13 In Koh Kay Yew v Inno-Pacific Holdings Ltd
… In our opinion, it must be only in the clearest of circumstances that the foreign proceedings are vexatious or oppressive before an injunction can be granted and justified. Otherwise any injunction so granted would not only be against Lord Goff’s principles but also a deprivation of the rights of a party to sue in the jurisdiction which is most convenient for him and which he is clearly entitled to.

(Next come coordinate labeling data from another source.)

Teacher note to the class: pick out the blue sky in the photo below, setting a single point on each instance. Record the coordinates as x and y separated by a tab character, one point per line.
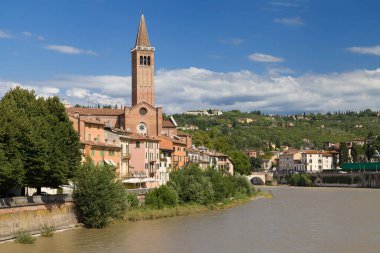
276	56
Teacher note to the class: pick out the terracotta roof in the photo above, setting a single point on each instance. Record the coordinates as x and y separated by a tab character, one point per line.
317	152
95	111
165	142
136	136
291	152
100	144
179	142
179	133
142	39
168	124
92	121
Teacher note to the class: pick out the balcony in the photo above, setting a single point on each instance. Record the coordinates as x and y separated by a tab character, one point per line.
125	156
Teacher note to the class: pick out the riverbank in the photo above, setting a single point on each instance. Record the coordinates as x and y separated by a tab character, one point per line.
146	213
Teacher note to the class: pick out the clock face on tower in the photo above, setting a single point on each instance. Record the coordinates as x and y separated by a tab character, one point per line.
142	129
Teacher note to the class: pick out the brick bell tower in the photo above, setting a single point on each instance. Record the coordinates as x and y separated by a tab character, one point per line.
142	67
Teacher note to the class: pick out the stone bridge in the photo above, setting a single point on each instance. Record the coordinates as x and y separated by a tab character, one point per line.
260	178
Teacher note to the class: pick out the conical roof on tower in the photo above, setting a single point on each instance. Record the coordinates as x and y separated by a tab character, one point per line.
142	39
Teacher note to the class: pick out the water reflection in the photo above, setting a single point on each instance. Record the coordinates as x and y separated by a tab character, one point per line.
295	220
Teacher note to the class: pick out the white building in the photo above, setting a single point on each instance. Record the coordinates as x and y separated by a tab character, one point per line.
316	161
288	161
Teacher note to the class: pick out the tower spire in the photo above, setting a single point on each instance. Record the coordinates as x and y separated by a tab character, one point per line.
142	39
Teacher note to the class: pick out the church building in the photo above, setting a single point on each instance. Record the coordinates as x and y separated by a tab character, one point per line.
142	117
142	121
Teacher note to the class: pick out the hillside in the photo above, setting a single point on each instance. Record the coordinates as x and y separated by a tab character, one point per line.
225	132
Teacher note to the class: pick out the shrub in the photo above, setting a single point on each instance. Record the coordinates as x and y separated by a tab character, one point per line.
161	197
299	180
241	186
132	200
24	238
99	196
47	231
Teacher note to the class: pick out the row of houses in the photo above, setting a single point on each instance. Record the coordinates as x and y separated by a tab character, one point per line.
141	159
210	112
307	161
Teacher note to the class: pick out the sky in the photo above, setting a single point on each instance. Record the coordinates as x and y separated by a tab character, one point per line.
276	56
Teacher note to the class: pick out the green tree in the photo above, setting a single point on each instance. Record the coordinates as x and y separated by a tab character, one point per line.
256	163
12	173
191	185
343	153
161	197
98	195
38	139
241	162
357	153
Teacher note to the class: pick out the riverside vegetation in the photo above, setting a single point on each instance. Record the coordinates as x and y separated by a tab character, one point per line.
101	198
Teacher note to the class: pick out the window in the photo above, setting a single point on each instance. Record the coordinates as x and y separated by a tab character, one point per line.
143	111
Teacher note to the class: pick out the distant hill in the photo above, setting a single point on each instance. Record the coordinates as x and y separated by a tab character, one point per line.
241	130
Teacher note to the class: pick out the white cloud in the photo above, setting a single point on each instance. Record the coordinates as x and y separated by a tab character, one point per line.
259	57
180	90
69	50
5	35
27	34
234	41
365	50
284	4
296	21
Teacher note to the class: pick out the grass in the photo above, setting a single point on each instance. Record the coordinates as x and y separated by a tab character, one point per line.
24	238
147	213
47	231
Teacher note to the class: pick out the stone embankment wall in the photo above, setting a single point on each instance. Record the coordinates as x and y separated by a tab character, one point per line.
32	213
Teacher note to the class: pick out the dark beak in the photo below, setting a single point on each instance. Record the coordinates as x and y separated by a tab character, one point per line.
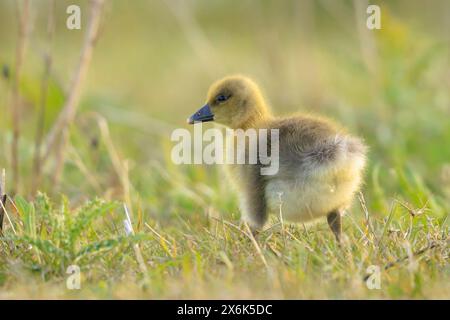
204	114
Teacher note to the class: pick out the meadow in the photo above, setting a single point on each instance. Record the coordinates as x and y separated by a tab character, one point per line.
70	184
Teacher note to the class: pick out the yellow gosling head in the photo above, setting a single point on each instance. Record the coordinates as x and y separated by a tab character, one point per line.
234	101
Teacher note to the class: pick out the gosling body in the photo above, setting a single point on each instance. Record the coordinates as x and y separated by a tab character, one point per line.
320	164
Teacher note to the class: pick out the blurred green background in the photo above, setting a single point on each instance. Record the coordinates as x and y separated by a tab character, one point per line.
154	61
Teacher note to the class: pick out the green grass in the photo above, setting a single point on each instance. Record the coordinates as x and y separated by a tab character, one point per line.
185	218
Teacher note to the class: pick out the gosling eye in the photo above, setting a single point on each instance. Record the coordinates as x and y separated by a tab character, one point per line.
222	98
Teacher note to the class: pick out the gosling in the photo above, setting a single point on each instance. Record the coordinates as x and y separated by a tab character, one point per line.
320	164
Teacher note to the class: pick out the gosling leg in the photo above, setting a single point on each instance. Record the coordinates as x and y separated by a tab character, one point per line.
335	222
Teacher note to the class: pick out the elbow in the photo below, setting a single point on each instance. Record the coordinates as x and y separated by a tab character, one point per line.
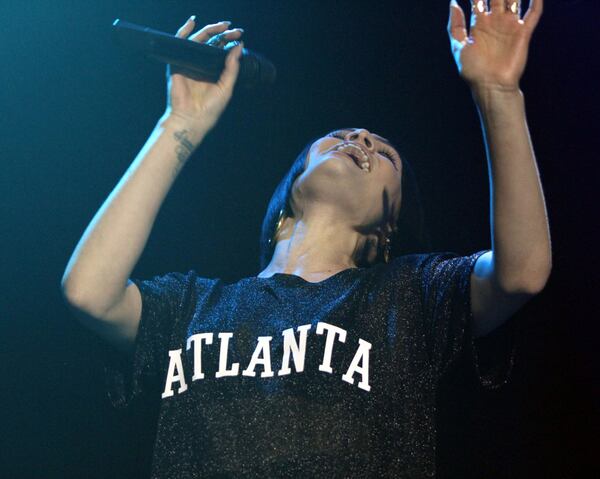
78	299
531	281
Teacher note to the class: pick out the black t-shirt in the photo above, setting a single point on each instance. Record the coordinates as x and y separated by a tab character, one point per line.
280	377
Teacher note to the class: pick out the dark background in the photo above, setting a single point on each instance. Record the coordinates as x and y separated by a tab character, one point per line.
76	110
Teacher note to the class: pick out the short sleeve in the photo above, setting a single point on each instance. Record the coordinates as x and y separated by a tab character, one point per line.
446	287
164	304
446	298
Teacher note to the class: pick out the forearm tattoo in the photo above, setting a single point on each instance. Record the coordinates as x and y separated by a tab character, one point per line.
184	149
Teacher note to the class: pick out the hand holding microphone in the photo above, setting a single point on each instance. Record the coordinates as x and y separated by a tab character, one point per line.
202	68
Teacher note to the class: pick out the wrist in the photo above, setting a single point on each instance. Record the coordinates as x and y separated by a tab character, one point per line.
180	123
489	97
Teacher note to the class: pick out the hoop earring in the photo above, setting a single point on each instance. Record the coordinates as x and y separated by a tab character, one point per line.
280	219
387	247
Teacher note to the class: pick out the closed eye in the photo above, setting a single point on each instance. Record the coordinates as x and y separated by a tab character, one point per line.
386	152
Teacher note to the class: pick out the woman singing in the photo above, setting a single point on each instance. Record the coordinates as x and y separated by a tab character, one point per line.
327	362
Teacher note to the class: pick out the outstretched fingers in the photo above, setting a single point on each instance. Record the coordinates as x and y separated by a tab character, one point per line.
232	67
186	28
208	31
457	27
534	12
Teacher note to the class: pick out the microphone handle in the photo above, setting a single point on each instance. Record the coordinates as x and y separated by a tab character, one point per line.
201	61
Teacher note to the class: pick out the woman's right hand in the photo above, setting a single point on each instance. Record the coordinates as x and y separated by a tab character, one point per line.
199	103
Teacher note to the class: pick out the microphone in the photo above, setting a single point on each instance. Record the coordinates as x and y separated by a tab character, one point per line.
197	60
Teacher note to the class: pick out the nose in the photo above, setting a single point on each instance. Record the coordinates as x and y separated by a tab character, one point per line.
362	136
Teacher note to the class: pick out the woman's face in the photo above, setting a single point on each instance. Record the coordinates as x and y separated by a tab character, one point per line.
355	172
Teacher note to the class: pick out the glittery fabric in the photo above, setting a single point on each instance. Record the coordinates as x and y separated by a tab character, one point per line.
377	422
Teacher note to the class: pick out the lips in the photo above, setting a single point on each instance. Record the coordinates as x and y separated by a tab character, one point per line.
358	155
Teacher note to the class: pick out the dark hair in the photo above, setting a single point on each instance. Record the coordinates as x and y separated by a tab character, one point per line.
411	235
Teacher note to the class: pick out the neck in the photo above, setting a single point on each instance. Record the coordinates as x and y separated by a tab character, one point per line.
315	250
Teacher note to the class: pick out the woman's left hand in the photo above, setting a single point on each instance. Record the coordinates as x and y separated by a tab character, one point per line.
494	52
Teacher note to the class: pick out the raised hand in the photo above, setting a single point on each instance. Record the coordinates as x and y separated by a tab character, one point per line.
493	53
197	102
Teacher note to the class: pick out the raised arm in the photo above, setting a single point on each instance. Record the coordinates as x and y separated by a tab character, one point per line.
95	282
491	59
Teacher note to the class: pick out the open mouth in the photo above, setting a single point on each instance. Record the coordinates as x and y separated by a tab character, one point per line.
360	158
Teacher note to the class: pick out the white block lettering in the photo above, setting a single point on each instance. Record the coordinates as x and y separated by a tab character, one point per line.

Whether the New York Proceedings breached the arbitration agreement
14 In the case at hand, the plaintiff had submitted that “where foreign proceedings are commenced in breach of an exclusive jurisdiction clause or arbitration agreement, the English Courts have granted an anti-suit injunction without even considering the question of vexation and/or oppression”. In this regard, the alleged arbitration agreement between the parties provides as follows:
Any dispute if arising from this Charter Party to be settled by Arbitration in Singapore and English Law to apply. Each party to appoint an arbitrator should they be unable to compromise, the decision of an umpire selected by them to be final. If one party fails appointment of an arbitrator within seven clear days after notice of appointment of arbitrator given by the other party, the party who has appointed an arbitrator may appoint that arbitrator to act as sole arbitrator. The award of the sole arbitrator to be final. Arbitration cost to be for account of the losing party or else stated by arbitrator(s). Arbitrator(s) should be commercial shipping man (men). LMAA clause to apply for amounts up to USD 50,000.
15 In The Lisboa [1980] 2 Lloyd’s Rep 546 (“The Lisboa”), the jurisdiction clause in question read:
Any and all legal proceedings against the Carrier shall be brought before the competent court at London, which shall have exclusive jurisdiction, subject to appeals, if any, pursuant to English Law, unless the Carrier expressly declares his option for other jurisdiction or expressly agrees to submit to other jurisdiction.
16 Denning LJ held that the phrase “any and all legal proceedings” should be construed as relating only to proceedings to establish liability and did not extend to proceedings to enforce a judgment or award or to obtain security. On that basis, it would follow that in the present case, in the absence of clear and unequivocal language in the arbitration clause, the retention of security per se in New York by the defendant would not be inconsistent with the agreement to arbitrate, if any.
Whether the New York Proceedings were vexatious or oppressive
17 I now turn to consider whether the New York Proceedings were vexatious or oppressive. On this point, the plaintiff has submitted that:
(a) the advantages offered by the Rule B Attachment were available only in New York which was not the natural forum and this was evidence of oppression;
(b) there was a distinction between ship arrest and a Rule B Attachment. While the former is a recognised proceeding in most maritime states, the latter is unique to the United States; and
(c) the attachment of funds would hamstring the plaintiff’s cash flow and was highly disruptive to the ordinary and proper conduct of its business.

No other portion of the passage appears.